Even if support for the petition rises, the government, a coalition of conservative parties, is unlikely to approve a Royal Commission, and would not want to antagonize Mr. Murdoch, media and political analysts say.
Even Anthony Albanese, the head of the opposition Labor party, has distanced himself from the petition filed by Mr. Rudd, who has long called for an investigation into News Corp’s influence in Australia. Mr. Rudd served as Australia’s prime minister from 2007 to 2010, and for a few months in 2013, and is currently the president of the Asia Society Policy Institute.
But the petition has tapped into a “a deep reservoir of discontent and frustration,” said Timothy Dwyer, an associate professor of media and communications at the University of Sydney, particularly among younger, center-left voters who oppose the climate change skepticism that has been a feature of Mr.
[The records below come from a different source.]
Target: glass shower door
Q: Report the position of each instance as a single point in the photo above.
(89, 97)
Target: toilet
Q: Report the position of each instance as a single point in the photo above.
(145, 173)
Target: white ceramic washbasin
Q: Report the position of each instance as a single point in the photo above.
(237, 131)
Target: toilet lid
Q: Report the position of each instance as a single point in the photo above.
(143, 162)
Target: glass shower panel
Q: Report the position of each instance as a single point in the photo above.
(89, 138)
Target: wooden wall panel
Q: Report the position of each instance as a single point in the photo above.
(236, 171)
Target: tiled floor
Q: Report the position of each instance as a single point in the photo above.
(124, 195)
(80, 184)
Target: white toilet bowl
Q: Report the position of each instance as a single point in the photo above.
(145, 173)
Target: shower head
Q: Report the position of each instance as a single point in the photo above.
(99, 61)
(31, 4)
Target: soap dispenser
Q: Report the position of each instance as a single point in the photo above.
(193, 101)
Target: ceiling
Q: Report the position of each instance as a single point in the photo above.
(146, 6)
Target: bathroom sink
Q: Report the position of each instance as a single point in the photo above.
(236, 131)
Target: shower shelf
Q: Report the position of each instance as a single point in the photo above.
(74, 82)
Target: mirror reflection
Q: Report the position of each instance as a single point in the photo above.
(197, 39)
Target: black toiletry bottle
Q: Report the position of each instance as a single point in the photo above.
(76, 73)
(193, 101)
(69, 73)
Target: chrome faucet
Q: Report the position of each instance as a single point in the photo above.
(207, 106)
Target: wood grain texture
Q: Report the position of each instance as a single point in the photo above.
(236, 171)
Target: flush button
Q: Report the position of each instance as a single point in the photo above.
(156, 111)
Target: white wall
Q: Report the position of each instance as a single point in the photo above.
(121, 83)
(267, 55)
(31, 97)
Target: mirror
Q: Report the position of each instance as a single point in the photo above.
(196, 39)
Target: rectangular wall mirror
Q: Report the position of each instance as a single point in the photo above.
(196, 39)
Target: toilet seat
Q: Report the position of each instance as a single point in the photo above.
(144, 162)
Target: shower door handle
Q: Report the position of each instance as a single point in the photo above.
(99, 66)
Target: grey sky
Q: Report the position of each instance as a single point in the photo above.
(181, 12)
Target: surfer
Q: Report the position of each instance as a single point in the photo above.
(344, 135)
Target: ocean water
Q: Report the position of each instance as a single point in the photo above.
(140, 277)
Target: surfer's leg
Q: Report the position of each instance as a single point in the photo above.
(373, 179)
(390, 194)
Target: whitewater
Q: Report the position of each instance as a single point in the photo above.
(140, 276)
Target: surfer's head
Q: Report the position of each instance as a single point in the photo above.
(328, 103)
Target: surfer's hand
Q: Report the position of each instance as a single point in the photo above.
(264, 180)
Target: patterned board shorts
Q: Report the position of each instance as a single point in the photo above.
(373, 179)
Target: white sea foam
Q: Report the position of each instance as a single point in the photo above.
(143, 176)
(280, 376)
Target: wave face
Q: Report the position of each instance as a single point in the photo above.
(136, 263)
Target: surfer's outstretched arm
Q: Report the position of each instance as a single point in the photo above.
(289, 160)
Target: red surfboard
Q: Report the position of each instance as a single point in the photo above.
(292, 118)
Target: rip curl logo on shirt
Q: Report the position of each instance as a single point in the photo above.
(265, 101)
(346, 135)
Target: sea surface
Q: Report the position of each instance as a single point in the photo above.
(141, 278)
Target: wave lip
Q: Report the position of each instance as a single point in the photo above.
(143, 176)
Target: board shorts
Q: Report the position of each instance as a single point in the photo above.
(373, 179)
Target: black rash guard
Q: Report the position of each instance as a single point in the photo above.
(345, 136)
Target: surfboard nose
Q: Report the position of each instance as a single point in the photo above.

Murdoch’s media outlets.
David McKnight, an associate professor of media at the University of New South Wales, said Mr. Murdoch’s role in Australia highlighted the need for more public interest journalism.
“Mr. Murdoch has a long history of interfering or trying to swing the result in elections,” he said. The blurring of opinion and news, and the shift in media consumption to online and social media, have given more even weight to News Corp, he added.
Critics have pointed to a New York Times interview, published on Saturday, with one of Mr. Murdoch’s adult children, James Murdoch, who was once seen as a potential successor to run his father’s business. James Murdoch said that he had resigned from the News Corp board because of growing discomfort over the agenda of Fox News and other outlets.
“A contest of ideas shouldn’t be used to legitimize disinformation,” he said.
Even without immediate action from the government, analysts say anger against the elder Mr. Murdoch will continue to simmer.
The question is whether a movement to build more media diversity — and in turn, address Mr. Murdoch’s dominance — will gain more momentum in the future, said Mr. McKnight. “People have long memories,” he said.